Béñat l’aide. Il a même attrapé un peu de bouillie qu’il ingurgite, avec une grosse seringue, aux pigeons que Jeannot lui passe. La journée risque d’être longue et chaude pour les volants. Autant leur donner un peu à boire et à manger avant de les lâcher. Ils réclameront moins vite à rentrer dans la volière.

François, Bénat et Jeannot ont chargé leur fusil et savourent le petit café noir du matin. François a même amené des croissants tout frais.

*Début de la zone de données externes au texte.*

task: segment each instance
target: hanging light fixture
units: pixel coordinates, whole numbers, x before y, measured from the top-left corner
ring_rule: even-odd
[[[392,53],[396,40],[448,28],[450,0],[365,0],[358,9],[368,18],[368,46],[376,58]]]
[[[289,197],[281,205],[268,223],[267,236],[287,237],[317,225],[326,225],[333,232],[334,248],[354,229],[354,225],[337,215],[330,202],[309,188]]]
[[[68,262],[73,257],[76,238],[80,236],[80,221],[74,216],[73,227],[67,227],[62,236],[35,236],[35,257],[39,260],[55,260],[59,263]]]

Les deux plus anciens arrivent enfin, l'un juste avant l'autre : C'est bon ? Il n'y a rien ? demande Albert un peu inquiet. Parfois, il a ou ils ont, loupé le petit coup du matin. Alors, ce jour là, avant qu'ils ne montent l'échelle, il leur est demandé gentiment et poliment  d'aller ramasser une ou deux palombes. Chacun à son poste, commence alors l'observation et l'attente... On en profite pour se chambrer un peu. On écoute Albert, qui avant de venir à la palombière, est allé à la chasse au canard. Aujourd'hui encore il n'a rien vu.. Même pas un coup de fusil dans toute la Barthe   (zone marécageuse bordant l’Adour).  C'est encore un peu trop tôt dans la saison.

 Léon, en est encore à nettoyer son verre à pied (il est chef de cabane), lorsque les vigies claquent et se ferment. Ils se retrouvent alors dans le sombre. Léon a été surpris par la rapidité des plus jeunes. Ils chuchotent…. " URSUA ! " Appeau, appeau ! Chacun a pris ses commandes à la main et actionne les mécaniques. Les appeaux commencent à battre des ailes. Chacun cherche du regard à travers la vigie fermée, l'oiseau ou les oiseaux qui ont été annoncés. Bénat parle : - "Oui, oui, ça vient, à toi Léon!" Une palombe vient de se poser près de l'un des appeaux du patron. Elle se tient droite en bout de branche, au sommet du chêne. Elle est en équilibre instable, regarde dans tous les sens. Elle est inquiète. - " C'est sûr, elle est seule ? " - " Oui ! Dépêche toi, elle ne va pas rester longtemps ! "

Léon n'a pas encore attrapé son fusil, qu'il entend une détonation tout prêt de lui. - " Pourquoi t'as tiré ? C'était la mienne ! " - " Tant pis pour toi, il fallait te dépêcher ", s'entend-il répondre ! Il fait celui qui est vexé pendant quelques secondes puis ensuite, se fait chambrer pour sa rapidité d'action. De toute façon, il n'avait pas encore chargé son fusil.

Avec les jeunes, il faut aller vite; D'autant plus qu'une équipe tire au vol à cinq cents mètres au devant de la palombière. La moindre rafale et cela se produit assez souvent et…c'est foutu…
De longues minutes passent, toujours dans la bonne humeur. Le chef se fait encore chambrer. Heureusement, il est de bonne composition. Comme le dit sa femme, il n'est jamais inquiet lui.